The tetracarboxylic diester used in [II] above can be obtained by ring-opening a tetracarboxylic dianhydride with an alcohol or the like. The tetracarboxylic acid diester dihalide used in the above [III] can be obtained by reacting the tetracarboxylic acid diester obtained as described above with a suitable chlorinating agent such as thionyl chloride. When the polyamic acid ester is obtained as a solution by the above reaction, the solution may be directly subjected to the preparation of the liquid crystal aligning agent, and the polyamic acid ester contained in the reaction solution is isolated and used for the preparation of the liquid crystal aligning agent. may be provided.

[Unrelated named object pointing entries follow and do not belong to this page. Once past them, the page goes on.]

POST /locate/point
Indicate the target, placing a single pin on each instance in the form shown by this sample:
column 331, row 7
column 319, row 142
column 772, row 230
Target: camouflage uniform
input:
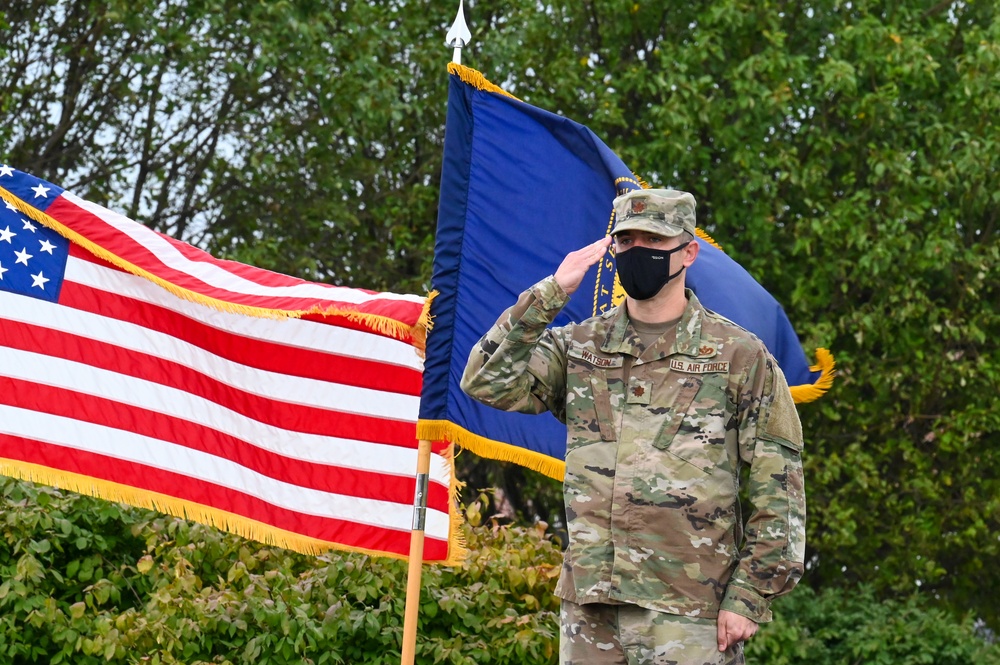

A more preferable method of [I] above is a method of adding an esterifying agent to a solution of polyamic acid and stirring to obtain a polyamic acid ester. As the solvent used in this reaction, the same organic solvents as exemplified as those used in the production of the polyamic acid can be mentioned. The reaction is carried out in an organic solvent at a reaction temperature of preferably 0-100° C., more preferably 0-50° C., for 0.5-48 hours. Moreover, an esterification agent may be added at the time of preparation of the liquid crystal aligning agent mentioned later, and may form polyamic acid ester.
In the above method [I], the esterification rate can be arbitrarily adjusted by changing the addition amount of the esterifying agent used. The "esterification rate" referred to here is, for example, in the case of the polyamic acid ester (A), based on all the amic acid structures of the polyamic acid before being esterified, esterified to an amic acid ester structure. It is the ratio expressed in %. The esterification rate can be estimated from the amount of change in the peak intensity of the carboxy group using ¹ H-NMR. The esterification rate of the polyamic acid ester (A) used in the present invention is preferably 5 to 100%, more preferably 25 to 100%, still more preferably 25 to 65%.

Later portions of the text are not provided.